Ave Butler! Hail Derrida!

Texto que escrevo com todo carinho e sentimento por ocasião do Dia da Visibilidade Trans* (29 de janeiro) e como parte "extra" da blogagem coletiva nos sites feministas, LGBT's e aliados, mesmo na correria, achando que não o terminaria a tempo, espero que seja bastante útil. Sobre o tema e a abordagem, acredito que não seja nada pioneiro. Lembro-me de ter lido algo parecido em algum artigo acadêmico, cujo titulo acabou por se perder na memória. Escrevo, ou melhor desabafo, trazendo à tona uma série de sentimentos e de vivências pessoais, partindo do pressuposto de que o pessoal é político. Mas não falo daquela política que se faz nas ruas, nos espaços formais de militância e sim das lutas e das batalhas titânicas que acontecem todos os dias dentro da gente. Falarei com o coração sobre um tema que venho ensaiando à anos para escrever neste espaço e que acho que tenho maturidade e coragem para escrever.e espero que me leiam com o coração. E serei um pouquinho irônica tá?

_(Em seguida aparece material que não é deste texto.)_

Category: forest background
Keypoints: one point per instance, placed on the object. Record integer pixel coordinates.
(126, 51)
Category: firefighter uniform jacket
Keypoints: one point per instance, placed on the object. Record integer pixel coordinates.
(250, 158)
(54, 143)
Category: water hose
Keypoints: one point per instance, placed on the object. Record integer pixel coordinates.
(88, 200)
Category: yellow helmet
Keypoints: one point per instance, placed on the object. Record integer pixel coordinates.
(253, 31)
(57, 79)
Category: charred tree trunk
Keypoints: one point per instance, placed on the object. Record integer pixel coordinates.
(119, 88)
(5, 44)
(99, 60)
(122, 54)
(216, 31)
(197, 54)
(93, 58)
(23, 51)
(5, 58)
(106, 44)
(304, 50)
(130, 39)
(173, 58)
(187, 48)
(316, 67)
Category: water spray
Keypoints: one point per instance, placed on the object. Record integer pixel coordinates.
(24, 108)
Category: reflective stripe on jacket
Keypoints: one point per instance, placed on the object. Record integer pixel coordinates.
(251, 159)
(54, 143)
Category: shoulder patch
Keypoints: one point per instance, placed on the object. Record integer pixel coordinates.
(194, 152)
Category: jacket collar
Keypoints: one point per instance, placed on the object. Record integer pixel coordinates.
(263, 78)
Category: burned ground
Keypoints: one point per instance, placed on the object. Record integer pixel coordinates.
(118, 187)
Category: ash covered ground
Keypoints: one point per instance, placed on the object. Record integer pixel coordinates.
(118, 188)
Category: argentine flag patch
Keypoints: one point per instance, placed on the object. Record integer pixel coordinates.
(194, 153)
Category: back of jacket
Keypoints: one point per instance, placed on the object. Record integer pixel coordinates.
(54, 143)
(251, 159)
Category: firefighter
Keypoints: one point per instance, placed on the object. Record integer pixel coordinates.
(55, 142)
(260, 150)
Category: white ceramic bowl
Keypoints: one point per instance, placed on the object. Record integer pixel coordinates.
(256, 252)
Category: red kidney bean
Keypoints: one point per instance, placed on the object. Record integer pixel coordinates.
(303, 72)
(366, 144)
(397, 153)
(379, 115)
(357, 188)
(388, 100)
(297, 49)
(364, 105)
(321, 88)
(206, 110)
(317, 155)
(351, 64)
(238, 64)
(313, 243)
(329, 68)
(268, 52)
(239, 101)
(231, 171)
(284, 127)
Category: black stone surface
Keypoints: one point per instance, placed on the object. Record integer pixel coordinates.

Acabo de re-assistir à edição de 25º Aniversário  de O Fantasma da Ópera (Andrew Lloyd Webber), musical que sempre me emociona . Aliás, conheço todas as musicas de cor. E chorei de novo igual um bezerro desmamado, por me identificar muito com a sina de violência e desamor vivida pelo personagem-titulo. Não posso deixar de fazer paralelos entre a vida afetiva da maioria das pessoas trans*  (ou não-dicotômicas/não-identificadas), com a larga produção cultural em torno dos livros e filmes românticos do horror gótico. Se a vida desses pessoas se resume a provar aos outros que somos seres humanos, não me parece nenhum exagero tal comparação. Quem leu ou assistiu aos filmes  Edwards Mãos-de-Tesouras, Corcunda de Notredame, Drácula e Fantasma da Ópera já consegue se adiantar e entender a que estou me referindo. Não se trata de "vitimismos", mas de fazer as devidas comparações, aproveitar a metáfora dessas obras para debater a vida afetiva de quem é "diferente".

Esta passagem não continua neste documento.